Water Garden Ponds

    Water Conservation and Your Backyard Pond

    By: Jan Goldfield

    The water crisis in the world has escalated. In the past few decades, water has become scarcer and more necessary than ever before. We always thought it was a never ending resource that would be available whenever and wherever we wanted it. We diverted water from rivers to provide irrigation for fields, we diverted more so growing cities could have drinking water and even more so the people of those cities could wash their cars and water their lawns. We thought nothing of wasting water because there was an endless supply. Now we know there is not.
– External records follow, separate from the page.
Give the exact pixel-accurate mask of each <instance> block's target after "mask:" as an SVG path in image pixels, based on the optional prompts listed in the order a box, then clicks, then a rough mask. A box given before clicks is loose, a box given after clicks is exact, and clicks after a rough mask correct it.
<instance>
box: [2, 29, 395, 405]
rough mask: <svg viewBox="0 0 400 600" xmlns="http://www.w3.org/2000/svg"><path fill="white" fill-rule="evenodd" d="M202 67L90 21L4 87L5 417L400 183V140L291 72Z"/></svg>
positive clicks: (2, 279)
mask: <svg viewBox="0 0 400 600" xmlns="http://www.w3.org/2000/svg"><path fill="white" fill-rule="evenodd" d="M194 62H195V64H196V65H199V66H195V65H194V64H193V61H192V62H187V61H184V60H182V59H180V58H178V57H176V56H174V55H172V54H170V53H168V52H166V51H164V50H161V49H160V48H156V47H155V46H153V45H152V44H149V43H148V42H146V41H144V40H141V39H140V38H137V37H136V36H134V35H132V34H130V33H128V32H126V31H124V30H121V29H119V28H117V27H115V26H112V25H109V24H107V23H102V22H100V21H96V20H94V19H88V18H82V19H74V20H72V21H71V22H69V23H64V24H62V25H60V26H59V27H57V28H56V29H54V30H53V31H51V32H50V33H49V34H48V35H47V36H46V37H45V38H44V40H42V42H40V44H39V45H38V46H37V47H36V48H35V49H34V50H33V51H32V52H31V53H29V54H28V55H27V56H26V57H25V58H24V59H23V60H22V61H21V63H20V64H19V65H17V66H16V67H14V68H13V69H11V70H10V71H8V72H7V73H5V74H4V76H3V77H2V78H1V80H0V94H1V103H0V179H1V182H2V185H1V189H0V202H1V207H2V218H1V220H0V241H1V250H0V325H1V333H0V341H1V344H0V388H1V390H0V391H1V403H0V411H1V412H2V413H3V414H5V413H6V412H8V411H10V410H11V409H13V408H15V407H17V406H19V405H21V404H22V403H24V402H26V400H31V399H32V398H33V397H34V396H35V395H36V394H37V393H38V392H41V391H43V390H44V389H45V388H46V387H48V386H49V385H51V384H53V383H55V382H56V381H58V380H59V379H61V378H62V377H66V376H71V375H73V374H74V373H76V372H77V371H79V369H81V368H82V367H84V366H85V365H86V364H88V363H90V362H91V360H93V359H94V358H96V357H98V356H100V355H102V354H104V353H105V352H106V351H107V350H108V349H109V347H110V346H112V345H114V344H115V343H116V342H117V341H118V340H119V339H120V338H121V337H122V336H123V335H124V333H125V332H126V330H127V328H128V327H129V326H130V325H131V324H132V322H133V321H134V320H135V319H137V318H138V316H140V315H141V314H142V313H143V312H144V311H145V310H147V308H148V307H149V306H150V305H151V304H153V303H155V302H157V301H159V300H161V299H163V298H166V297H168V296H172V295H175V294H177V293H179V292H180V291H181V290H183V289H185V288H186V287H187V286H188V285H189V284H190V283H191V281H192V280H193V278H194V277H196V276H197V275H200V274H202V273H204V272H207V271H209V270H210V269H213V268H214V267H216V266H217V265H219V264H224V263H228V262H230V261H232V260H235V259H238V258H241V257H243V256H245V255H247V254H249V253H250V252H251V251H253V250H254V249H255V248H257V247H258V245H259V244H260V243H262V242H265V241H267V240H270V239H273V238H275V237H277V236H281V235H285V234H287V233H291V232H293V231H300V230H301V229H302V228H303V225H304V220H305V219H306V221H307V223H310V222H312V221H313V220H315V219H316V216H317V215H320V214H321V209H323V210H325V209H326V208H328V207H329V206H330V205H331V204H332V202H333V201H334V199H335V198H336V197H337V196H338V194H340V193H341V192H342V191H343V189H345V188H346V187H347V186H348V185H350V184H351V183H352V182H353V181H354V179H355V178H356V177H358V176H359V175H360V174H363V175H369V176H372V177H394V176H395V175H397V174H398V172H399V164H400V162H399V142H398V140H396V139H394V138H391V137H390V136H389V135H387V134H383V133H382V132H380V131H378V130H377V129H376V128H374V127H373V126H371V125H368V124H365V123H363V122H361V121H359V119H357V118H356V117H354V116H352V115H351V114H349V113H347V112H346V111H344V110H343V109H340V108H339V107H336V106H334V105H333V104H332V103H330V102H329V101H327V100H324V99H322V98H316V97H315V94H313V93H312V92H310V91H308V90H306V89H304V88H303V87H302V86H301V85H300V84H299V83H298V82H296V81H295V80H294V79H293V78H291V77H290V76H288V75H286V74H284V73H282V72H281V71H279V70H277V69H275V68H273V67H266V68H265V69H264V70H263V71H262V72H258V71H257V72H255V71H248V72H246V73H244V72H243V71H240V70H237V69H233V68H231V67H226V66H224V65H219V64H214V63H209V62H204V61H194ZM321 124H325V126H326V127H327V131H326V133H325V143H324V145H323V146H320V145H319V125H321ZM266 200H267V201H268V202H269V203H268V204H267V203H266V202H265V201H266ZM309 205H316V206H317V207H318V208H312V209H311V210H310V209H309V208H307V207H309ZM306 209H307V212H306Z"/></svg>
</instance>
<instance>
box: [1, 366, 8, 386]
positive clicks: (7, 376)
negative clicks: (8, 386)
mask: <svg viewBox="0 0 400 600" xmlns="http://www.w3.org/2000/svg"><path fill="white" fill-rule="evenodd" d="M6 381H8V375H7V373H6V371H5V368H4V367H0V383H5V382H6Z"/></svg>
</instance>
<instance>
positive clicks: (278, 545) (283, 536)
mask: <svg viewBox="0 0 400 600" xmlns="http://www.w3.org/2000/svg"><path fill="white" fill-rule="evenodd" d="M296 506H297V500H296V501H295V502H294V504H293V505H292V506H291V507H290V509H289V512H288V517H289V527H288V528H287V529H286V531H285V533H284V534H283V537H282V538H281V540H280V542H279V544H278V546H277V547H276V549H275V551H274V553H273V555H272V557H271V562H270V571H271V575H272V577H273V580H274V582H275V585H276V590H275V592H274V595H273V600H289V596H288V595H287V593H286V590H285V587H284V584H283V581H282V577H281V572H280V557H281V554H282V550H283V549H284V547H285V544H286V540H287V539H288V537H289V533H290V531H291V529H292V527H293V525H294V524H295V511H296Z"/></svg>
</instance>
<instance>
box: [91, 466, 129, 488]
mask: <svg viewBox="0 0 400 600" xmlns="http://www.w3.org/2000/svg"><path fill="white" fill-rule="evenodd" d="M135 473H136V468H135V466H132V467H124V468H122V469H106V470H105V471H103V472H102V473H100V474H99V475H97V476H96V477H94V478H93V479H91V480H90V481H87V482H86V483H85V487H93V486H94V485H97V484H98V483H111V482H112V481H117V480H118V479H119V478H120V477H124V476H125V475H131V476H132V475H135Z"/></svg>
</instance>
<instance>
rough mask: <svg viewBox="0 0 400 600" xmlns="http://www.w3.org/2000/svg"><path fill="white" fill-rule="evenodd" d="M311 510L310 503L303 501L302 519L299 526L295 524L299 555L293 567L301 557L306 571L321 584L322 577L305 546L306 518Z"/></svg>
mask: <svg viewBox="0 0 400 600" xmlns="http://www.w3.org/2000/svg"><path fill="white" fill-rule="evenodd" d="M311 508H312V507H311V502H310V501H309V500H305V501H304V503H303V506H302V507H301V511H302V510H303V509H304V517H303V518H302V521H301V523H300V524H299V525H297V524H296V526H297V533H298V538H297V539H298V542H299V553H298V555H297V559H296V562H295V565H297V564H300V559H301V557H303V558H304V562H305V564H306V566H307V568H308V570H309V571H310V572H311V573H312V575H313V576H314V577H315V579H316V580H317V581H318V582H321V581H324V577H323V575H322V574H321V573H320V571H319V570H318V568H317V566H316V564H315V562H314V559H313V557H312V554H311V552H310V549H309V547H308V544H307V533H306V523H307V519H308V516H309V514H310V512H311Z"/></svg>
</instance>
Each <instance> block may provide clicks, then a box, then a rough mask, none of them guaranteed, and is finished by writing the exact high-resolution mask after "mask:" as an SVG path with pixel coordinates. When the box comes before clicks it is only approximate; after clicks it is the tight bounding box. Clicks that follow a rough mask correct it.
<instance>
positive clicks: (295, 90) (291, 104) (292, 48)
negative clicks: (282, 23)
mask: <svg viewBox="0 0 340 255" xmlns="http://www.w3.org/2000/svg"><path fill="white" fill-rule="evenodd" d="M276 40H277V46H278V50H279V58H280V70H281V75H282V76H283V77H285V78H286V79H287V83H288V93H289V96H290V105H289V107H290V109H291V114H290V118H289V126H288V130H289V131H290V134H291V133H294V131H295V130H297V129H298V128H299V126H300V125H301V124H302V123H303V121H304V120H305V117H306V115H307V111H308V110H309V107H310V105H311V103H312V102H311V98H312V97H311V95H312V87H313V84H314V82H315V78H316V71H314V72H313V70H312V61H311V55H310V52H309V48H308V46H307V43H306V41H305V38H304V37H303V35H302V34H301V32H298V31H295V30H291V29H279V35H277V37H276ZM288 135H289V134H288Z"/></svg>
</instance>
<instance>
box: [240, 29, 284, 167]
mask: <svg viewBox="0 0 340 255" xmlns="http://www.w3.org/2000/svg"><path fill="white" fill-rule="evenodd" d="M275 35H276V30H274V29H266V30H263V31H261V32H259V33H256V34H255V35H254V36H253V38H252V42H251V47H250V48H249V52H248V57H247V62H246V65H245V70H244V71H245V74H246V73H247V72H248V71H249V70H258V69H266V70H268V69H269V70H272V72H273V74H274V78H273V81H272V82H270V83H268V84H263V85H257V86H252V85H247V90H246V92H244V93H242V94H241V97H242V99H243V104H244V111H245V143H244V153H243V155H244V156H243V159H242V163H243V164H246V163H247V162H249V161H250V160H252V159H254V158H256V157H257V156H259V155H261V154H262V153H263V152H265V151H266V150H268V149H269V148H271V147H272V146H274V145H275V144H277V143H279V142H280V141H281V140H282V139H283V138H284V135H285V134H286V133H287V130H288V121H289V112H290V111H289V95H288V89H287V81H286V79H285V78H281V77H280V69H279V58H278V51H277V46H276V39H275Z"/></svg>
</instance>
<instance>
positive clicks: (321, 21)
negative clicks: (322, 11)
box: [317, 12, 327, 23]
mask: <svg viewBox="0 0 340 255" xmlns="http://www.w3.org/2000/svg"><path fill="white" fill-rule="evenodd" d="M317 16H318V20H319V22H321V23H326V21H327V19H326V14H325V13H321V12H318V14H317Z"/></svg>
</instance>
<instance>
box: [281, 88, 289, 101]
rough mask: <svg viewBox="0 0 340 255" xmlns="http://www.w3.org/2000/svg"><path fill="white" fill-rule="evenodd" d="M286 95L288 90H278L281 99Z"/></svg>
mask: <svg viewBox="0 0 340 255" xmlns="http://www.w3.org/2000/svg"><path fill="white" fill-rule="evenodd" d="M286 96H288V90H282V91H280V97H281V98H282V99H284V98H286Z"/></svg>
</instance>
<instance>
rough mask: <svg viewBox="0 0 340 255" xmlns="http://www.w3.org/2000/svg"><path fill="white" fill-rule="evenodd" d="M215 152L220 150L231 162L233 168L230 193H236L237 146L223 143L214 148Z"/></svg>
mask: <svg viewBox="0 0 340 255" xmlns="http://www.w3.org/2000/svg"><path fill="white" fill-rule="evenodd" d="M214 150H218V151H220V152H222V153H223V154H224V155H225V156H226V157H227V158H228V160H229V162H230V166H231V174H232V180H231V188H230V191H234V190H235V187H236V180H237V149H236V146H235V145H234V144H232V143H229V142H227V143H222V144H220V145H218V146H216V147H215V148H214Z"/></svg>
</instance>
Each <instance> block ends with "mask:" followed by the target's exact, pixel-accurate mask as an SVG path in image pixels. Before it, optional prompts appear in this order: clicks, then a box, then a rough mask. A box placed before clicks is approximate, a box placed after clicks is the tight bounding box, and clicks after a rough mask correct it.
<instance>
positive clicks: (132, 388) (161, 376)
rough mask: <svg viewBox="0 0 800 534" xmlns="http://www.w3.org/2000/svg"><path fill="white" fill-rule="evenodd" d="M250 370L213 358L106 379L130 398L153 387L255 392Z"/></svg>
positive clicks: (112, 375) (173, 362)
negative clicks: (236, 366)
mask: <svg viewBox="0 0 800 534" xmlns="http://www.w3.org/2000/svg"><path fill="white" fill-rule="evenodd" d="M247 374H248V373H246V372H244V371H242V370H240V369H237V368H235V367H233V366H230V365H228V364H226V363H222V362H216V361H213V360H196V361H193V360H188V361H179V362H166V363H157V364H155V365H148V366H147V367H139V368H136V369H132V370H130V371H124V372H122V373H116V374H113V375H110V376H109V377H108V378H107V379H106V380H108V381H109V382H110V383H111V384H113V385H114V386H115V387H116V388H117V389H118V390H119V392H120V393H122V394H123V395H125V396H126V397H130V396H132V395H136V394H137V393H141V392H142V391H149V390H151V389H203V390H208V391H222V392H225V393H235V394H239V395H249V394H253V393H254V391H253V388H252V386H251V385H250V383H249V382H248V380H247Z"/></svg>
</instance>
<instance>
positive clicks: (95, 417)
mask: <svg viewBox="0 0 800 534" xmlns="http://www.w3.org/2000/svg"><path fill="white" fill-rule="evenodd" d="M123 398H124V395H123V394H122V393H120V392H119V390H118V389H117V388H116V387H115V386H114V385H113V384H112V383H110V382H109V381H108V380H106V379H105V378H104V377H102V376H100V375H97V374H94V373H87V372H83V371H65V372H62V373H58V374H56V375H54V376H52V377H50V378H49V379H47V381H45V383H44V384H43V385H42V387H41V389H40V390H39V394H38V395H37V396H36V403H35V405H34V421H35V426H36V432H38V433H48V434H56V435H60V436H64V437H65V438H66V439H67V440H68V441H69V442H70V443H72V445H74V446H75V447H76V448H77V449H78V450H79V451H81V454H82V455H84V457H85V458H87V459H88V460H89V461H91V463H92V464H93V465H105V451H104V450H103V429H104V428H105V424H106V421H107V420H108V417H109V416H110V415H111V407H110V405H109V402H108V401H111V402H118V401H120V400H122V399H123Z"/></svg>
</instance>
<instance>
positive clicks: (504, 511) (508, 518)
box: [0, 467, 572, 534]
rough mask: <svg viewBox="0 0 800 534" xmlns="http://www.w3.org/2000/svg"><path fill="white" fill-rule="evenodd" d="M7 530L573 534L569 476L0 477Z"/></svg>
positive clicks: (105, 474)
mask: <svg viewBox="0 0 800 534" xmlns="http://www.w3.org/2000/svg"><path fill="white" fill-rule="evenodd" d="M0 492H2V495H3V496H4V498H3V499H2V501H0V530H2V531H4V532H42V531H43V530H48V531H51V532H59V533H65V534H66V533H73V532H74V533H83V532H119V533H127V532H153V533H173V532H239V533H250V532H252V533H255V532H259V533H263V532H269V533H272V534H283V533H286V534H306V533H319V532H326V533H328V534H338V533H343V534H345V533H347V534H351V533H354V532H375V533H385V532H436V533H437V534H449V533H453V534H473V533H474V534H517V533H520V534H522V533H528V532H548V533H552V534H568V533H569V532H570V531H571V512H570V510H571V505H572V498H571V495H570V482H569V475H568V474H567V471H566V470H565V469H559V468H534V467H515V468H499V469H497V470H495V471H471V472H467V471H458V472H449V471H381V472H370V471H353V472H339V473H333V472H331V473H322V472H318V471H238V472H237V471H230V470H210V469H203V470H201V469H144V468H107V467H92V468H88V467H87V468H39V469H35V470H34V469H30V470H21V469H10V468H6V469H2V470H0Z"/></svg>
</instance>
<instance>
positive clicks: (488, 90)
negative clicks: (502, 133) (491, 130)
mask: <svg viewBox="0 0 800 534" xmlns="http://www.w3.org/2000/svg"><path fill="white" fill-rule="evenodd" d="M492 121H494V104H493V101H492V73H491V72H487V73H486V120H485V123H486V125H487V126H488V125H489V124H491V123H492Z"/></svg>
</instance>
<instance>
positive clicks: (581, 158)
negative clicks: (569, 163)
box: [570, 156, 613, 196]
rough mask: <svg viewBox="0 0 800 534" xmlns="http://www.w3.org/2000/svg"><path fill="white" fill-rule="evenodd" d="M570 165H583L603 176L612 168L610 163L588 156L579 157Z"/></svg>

    Now we find ourselves in a global water crisis. Cities and countries have massive water-availability problems. And increasingly, our water is so polluted we cannot use it until we spend millions of dollars to treat it. Many of us do not even drink our tap water. We buy bottled water at prices higher than gasoline.

    In the United States, many communities have enacted regulations governing residents’ use of water. Some people can water their lawns once a week or wash their cars only on alternate Saturdays. In other countries water is restricted completely, so no water can be used outside the house. People are learning to recycle their gray water, the water that is used in for showering or doing dishes, so they can use it on their gardens. Recycling gray water is a great idea, but illegal in some parts of America.

    Most of us, when faced with a global crisis, say, “There’s nothing one person can do, so I will just ignore it.” But there is something you can do. You can still have a magnificent landscape without overusing water. If you think that having a pond is a water-consuming hobby, you are wrong. It takes very little water to top off a pond. It takes hundreds of gallons of water to keep a lawn green.